Area allocation is not protected against multiple invocations on different CPUs against the same area: application logic is required to implement locks to prevent this case. In the mid 70s, Noel Morris and I speculated at length whether such protection without locking was possible on the 6180, but since multi-process access to an area was protected by locks that were not performance problems, we didn't pursue this to the end.
The symmetric multiprocessor nature of Multics means that programs can perform arbitrary interleavings of access to a variable, unless atomic operations are used. The atomic operations on the 6180 and its descendants were provided by CPU instructions that used special features of the memory controller to ensure atomicity. The main instructions, described in Honeywell manual AL39, are the "to-storage" operations, especially Add One to Storage (aos), and the Store A Conditional (stac) and Store A conditional on Q (stacq) instructions. The Multics PL/I compiler provided builtin functions for stac and stacq, and guaranteed that adding one to a word-aligned fixed bin (35) variable would be done with aos. Locking on Multics is accomplished using atomic instructions. Locking was revised several times during the system's history as the platform evolved, and different atomic primitives were provided. Supervisor databases are protected by a hierarchy of locks; user application programs can use the basic facilities for their own coordination.
Noel Morris created an experimental module in the mid 70s that provided a simple in-memory queue without locking, by using the atomic operations of the 6180. We didn't pursue this because future generations of hardware were likely to have different atomic instructions, and because there was no pressing product problem that needed it at the time.
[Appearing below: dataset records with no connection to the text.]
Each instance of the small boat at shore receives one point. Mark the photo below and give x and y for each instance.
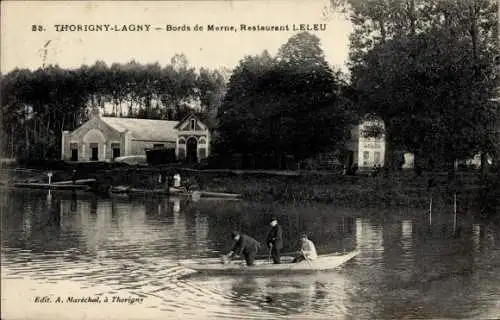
(202, 194)
(175, 192)
(322, 263)
(50, 186)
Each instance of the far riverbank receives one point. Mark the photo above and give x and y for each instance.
(398, 188)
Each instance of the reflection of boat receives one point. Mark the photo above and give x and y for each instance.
(322, 263)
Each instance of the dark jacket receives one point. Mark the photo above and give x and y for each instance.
(245, 244)
(275, 237)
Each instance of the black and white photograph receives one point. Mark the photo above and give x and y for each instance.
(250, 159)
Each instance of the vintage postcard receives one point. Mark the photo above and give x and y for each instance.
(263, 159)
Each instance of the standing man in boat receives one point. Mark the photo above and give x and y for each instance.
(307, 250)
(275, 240)
(245, 245)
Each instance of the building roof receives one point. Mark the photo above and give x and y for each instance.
(144, 129)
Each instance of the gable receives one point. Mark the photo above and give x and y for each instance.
(145, 129)
(186, 124)
(94, 123)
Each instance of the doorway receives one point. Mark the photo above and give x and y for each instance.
(94, 149)
(192, 150)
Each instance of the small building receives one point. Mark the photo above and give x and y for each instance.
(106, 138)
(366, 151)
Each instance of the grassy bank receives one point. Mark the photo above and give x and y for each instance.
(400, 188)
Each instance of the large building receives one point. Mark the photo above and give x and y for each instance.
(106, 138)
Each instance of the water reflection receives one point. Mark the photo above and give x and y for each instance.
(405, 269)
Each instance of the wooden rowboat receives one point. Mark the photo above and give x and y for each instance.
(322, 263)
(51, 186)
(202, 194)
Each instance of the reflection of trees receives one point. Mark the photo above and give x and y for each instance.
(291, 294)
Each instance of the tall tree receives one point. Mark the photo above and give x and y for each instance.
(385, 28)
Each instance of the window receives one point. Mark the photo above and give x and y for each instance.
(366, 155)
(116, 150)
(74, 151)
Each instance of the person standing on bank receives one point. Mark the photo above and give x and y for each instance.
(245, 245)
(275, 240)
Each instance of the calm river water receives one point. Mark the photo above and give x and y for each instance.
(76, 245)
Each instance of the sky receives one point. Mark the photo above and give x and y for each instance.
(23, 48)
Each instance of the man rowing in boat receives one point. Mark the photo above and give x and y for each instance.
(275, 240)
(245, 245)
(307, 250)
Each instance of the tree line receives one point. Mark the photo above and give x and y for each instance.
(38, 105)
(425, 67)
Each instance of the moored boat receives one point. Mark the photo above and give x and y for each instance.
(51, 186)
(202, 194)
(322, 263)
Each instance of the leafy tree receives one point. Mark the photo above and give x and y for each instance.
(288, 105)
(425, 68)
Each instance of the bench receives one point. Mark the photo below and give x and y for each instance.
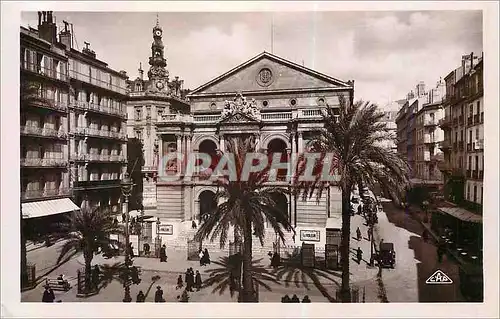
(57, 284)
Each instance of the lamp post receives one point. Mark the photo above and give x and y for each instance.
(126, 187)
(157, 243)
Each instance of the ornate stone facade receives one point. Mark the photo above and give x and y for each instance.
(275, 100)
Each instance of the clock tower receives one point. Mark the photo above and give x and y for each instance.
(158, 74)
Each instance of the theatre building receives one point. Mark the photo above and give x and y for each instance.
(276, 101)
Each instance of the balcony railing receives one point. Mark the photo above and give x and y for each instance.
(99, 158)
(40, 131)
(445, 145)
(87, 106)
(100, 83)
(32, 194)
(43, 162)
(430, 122)
(478, 145)
(97, 183)
(445, 122)
(276, 116)
(42, 100)
(476, 118)
(44, 71)
(98, 133)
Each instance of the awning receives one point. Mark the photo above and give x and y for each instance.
(334, 223)
(48, 207)
(462, 214)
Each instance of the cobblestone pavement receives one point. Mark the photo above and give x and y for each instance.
(401, 283)
(427, 263)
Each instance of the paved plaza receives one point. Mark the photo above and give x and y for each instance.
(400, 284)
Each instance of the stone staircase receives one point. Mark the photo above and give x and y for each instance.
(186, 233)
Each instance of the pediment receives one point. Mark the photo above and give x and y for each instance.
(239, 118)
(267, 72)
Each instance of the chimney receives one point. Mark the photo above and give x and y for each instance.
(141, 71)
(65, 36)
(47, 29)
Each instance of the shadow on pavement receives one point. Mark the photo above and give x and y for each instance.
(221, 278)
(292, 271)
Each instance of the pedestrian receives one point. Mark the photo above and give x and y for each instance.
(198, 282)
(180, 284)
(163, 254)
(359, 255)
(425, 235)
(206, 257)
(306, 299)
(200, 255)
(159, 294)
(131, 250)
(95, 276)
(140, 297)
(187, 279)
(358, 233)
(48, 295)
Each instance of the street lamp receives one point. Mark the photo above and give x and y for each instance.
(158, 240)
(126, 187)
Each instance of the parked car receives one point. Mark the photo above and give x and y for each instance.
(386, 255)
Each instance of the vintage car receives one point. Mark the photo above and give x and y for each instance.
(386, 255)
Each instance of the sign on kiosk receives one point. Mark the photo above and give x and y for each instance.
(309, 235)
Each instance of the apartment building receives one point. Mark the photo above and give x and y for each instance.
(464, 133)
(150, 101)
(390, 114)
(97, 116)
(429, 135)
(73, 124)
(45, 188)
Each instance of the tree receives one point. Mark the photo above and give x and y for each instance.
(245, 204)
(135, 159)
(352, 134)
(88, 231)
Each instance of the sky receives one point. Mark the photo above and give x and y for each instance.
(386, 53)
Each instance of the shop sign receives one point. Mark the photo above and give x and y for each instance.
(166, 229)
(309, 235)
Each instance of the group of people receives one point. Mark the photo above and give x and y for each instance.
(192, 280)
(287, 299)
(204, 257)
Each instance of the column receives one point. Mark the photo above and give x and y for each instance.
(301, 143)
(289, 159)
(257, 142)
(179, 150)
(221, 142)
(188, 146)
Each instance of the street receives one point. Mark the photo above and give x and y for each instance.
(415, 262)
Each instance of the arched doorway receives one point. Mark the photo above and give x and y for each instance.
(208, 147)
(278, 146)
(207, 204)
(281, 203)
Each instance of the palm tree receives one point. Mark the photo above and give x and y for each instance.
(246, 206)
(229, 268)
(352, 135)
(87, 232)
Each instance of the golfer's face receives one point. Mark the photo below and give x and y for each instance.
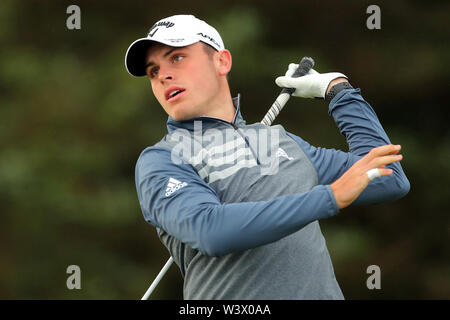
(184, 80)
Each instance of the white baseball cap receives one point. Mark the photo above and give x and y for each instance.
(174, 31)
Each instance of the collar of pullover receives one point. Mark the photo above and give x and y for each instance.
(208, 122)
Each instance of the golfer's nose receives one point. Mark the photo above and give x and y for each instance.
(165, 75)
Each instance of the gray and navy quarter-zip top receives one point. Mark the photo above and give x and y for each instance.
(238, 205)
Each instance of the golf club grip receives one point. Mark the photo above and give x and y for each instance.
(304, 66)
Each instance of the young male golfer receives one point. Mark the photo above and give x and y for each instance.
(237, 205)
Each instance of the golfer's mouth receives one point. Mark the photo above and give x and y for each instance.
(174, 93)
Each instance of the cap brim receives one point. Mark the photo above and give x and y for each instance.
(136, 53)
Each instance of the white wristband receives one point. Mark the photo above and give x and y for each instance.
(373, 173)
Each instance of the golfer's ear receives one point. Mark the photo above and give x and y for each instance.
(223, 62)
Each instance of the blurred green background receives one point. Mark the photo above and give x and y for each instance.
(73, 123)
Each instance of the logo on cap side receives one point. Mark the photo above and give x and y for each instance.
(167, 24)
(209, 38)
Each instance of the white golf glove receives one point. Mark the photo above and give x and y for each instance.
(311, 85)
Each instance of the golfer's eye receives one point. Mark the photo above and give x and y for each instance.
(177, 58)
(153, 72)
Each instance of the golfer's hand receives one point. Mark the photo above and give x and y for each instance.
(350, 185)
(311, 85)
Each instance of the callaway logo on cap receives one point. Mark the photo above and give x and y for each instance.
(174, 31)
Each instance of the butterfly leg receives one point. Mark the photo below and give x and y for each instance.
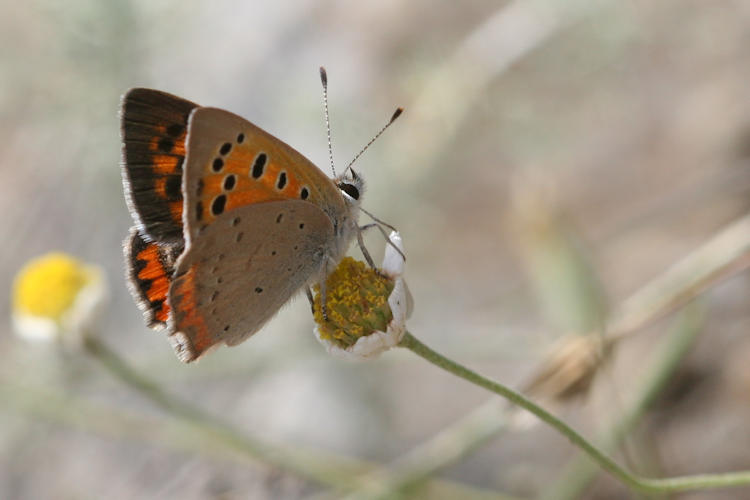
(323, 305)
(361, 243)
(308, 292)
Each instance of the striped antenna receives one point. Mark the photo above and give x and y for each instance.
(396, 114)
(324, 81)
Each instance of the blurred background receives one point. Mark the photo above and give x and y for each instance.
(553, 158)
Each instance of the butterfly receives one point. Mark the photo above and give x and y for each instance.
(230, 222)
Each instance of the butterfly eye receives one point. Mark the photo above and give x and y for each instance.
(350, 189)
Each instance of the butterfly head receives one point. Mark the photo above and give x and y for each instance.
(352, 187)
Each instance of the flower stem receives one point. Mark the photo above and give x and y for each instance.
(666, 485)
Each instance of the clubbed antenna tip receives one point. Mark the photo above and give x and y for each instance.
(323, 76)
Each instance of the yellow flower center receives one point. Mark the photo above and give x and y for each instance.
(356, 303)
(47, 286)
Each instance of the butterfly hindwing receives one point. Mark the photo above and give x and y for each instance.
(150, 268)
(154, 130)
(232, 163)
(242, 268)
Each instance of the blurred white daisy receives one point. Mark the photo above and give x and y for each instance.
(57, 298)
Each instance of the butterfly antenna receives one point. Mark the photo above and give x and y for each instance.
(324, 81)
(396, 114)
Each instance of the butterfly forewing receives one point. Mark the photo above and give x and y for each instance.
(241, 269)
(232, 163)
(154, 129)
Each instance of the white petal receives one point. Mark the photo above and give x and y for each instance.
(35, 328)
(398, 301)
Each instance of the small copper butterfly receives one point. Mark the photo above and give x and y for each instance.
(230, 222)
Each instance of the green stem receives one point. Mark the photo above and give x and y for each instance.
(210, 433)
(580, 472)
(666, 485)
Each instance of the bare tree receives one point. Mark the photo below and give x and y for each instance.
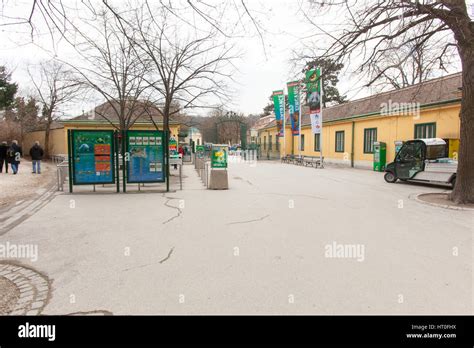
(19, 119)
(182, 71)
(55, 87)
(110, 68)
(413, 62)
(372, 29)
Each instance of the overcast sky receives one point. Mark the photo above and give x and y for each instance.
(264, 67)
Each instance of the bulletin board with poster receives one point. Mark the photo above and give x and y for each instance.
(219, 156)
(92, 153)
(146, 156)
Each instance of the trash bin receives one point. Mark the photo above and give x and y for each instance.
(380, 156)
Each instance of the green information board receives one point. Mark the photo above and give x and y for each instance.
(200, 151)
(92, 154)
(146, 157)
(219, 156)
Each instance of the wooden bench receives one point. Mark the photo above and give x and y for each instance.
(313, 161)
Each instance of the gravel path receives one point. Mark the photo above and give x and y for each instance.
(9, 295)
(25, 185)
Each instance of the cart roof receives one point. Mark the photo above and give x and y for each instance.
(433, 141)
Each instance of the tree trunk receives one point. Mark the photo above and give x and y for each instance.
(464, 189)
(47, 131)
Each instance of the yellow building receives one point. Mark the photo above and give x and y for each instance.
(102, 117)
(426, 110)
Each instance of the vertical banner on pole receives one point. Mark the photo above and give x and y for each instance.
(294, 106)
(279, 107)
(313, 99)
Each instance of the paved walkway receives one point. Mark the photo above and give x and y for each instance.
(259, 248)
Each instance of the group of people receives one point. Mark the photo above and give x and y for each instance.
(11, 155)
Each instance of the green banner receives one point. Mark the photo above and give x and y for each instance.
(313, 99)
(294, 105)
(279, 108)
(145, 156)
(219, 156)
(313, 90)
(200, 151)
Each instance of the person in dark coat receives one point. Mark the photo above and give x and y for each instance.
(14, 153)
(36, 153)
(3, 156)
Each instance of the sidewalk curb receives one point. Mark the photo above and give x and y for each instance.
(445, 206)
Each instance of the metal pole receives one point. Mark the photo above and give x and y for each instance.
(70, 159)
(167, 160)
(117, 164)
(299, 120)
(284, 125)
(321, 115)
(124, 163)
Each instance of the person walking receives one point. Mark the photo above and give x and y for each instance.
(3, 156)
(36, 153)
(14, 153)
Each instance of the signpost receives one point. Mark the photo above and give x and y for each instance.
(219, 156)
(218, 178)
(200, 151)
(146, 156)
(314, 99)
(91, 155)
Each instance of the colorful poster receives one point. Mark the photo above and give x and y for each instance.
(279, 107)
(313, 98)
(294, 106)
(146, 156)
(219, 156)
(173, 148)
(93, 157)
(316, 124)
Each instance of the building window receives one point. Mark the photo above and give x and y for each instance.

As Multics outgrew its time-sharing roots, we encountered requirements for true database-oriented transactions like those provided to banking and airline reservations. Crashing rarely and recovering quickly were insufficient for this class of customer: they needed systems that provided true atomic transactions, like those described in Jim Gray's book, Transaction Processing: Concepts and Techniques. Providing this kind of behavior on top of a demand-paged virtual memory and integrating with MRDS was a substantial design challenge. The Multics Data Management project, begun in 1980, created a traditional write-ahead-log transaction implementation, including before and after journaling, integrated with the Multics storage system.
In 1985, Multics release 11 introduced a true atomic transaction manager, the Data Management (DM) facility, sometimes called FAMIS, and MRDS was changed to use it. It ran in ring 2 and DM files were a new file type like message segments. DM provided recovery and rollback of DM files. Page control was modified to guarantee that a modified control interval is not written to disk until the modification's "before" image is written to disk, implementing the Write-Ahead-Log protocol.
Colleagues too many to mention contributed to the CTSS and Multics file systems, virtual memory, and recovery mechanisms. The late André Bensoussan provided valuable feedback and encouragement on an early draft of this note.